Our world has forever changed with the loss of Ms. Joyce. She remained strong and feisty to the end. The joy of knowing she would be joining her mother, father, and baby brother in heaven was all the strength she needed to leave her family and loved ones to carry on without her.
Joyce was a Christian and accepted Jesus Christ as her Lord and Savior at a very young age. She lived a devoted, humble, and proud life based on her teachings and upbringing in Wachapreague, Virginia. Born on the Eastern Shore of Virginia, Joyce was the second child born to James, III and Drucilla Bailey Burton. Her older brother Clifton, passed away in infancy, but he was never forgotten by Joyce. She named her youngest son after his uncle in heaven.
Educated at Burton’s School and Mary N. Smith High School, Joyce became a talented typist and this led to an impressive career as a secretary and administrative assistant. She was employed by the Talbot County Public School system for over 30 years to which she brought her experiences working for a state government office and various corporate companies throughout the 1960’s and 70’s.
In addition to her skills as a typist, Joyce was an accomplished pianist, and she could sing.
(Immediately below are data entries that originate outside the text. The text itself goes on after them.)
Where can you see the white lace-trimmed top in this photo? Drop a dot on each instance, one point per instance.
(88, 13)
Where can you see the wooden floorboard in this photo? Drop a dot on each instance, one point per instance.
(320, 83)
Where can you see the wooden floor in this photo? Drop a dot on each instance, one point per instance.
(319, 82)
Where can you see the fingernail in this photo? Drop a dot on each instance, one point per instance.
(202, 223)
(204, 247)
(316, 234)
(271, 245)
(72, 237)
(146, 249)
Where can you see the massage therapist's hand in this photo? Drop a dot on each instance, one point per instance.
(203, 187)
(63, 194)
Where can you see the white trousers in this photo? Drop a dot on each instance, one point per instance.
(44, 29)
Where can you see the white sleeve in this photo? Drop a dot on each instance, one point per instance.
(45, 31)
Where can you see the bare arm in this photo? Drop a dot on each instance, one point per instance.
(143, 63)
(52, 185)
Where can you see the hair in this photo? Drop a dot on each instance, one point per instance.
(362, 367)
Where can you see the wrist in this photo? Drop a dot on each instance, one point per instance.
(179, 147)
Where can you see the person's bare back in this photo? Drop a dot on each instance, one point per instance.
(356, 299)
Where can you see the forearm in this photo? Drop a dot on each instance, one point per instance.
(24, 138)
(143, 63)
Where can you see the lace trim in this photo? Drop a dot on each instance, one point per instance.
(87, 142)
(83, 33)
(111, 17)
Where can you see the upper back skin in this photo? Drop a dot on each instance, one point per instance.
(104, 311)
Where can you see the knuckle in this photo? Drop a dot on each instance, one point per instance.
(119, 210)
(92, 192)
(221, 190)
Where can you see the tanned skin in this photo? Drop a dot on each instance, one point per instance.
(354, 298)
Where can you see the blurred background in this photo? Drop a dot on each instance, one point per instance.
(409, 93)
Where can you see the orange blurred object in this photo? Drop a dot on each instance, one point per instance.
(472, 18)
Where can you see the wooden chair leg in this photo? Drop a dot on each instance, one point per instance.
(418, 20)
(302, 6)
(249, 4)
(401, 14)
Never one to offer her services, she was often asked to play the piano for services or sing a solo, which she did beautifully but always requiring some encouragement. She never disappointed and delighted many with her musical gifts and her beautiful singing voice.
Continuing in her love of the Lord and dedication to the church, in 1958 Joyce married a young pastor to become the first lady of several congregations within the United Methodist Church’s Eastern Shore conference. Motherhood quickly followed and, in the end, she had four adoring children – three sons and a daughter. She faced the challenges and joys of being a wife, mother, first lady, and working outside the home without hesitation. This was not an easy feat in the 1960’s and 70’s; therefore, it is no surprise that she became an example to the many young women that she would encountered. Her grace, kindness, and beauty were gifts she never took for granted, as can be attested to by her humbleness.
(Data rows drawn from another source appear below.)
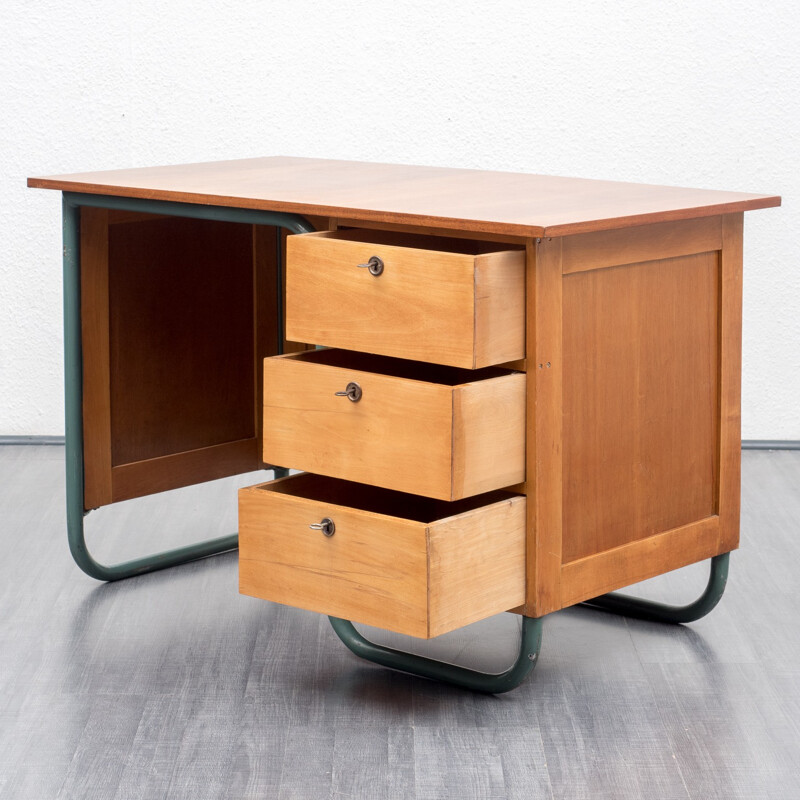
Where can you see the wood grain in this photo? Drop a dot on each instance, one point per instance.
(96, 358)
(459, 306)
(414, 576)
(492, 202)
(639, 560)
(589, 251)
(408, 432)
(183, 469)
(640, 401)
(477, 565)
(544, 426)
(499, 325)
(730, 381)
(488, 435)
(163, 388)
(181, 331)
In 1992, Joyce married James ‘Jimmy’ Cornish and at the time of her passing, they were just a few months away from their 30th wedding anniversary. Together they formed a life of service and community involvement to include membership in their church, civic clubs, and various organizations. She remained an active member of the United Methodist Church and Women’s Associations, sang in the gospel choir, worked to feed her fellow community members through the church, prepared church bulletins, and served on the custodial staff of the church they attended together for over 20 years. She was fondly referred to as ‘Matilda’ by family members in love and jest.
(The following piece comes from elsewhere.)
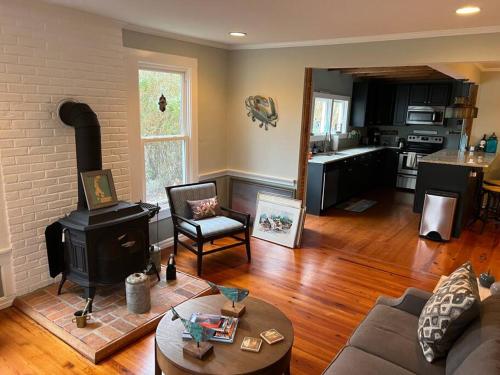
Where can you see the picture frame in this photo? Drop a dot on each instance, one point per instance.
(99, 189)
(278, 219)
Joyce’s lifetime passions included: gardening, thrift shopping, crafting, traveling, and playing the piano.
To mourn her passing, Joyce leaves her husband, Jimmy Cornish from Cambridge, MD; sons, Frank W. Robinson, Jr. (Teresa) from Winnipeg, Canada, Lawrence Craig Robinson from Seaford, DE, and Gerald Clifton Robinson, Sr. (Donna) from Seaford, DE; and her daughter, Gwenette Robinson Murrell (Byron) from Orlando, FL. She is also survived by her sister, Reneta Burton Rogers from Rehoboth, DE; her brothers, James W. Burton, IV (Torann) from Chester, PA and Lawrence G. Burton, Sr. (Ida) from Rancho Santa Margarita, CA; sister-in-law, Sarah ‘Jean’ Ford (Glenn, Sr.) from Cambridge, MD; 14 grandchildren; 28 great grandchildren; 5 great, great-grandchildren; and a host of nieces, nephews, cousins, other relatives, friends, and caregivers.
In addition to her parents and baby brother, Joyce was preceded in death by her in-laws, Leila and George Cornish; sister-in-law, Frances Stewart; and stepdaughter, Gayle Benson.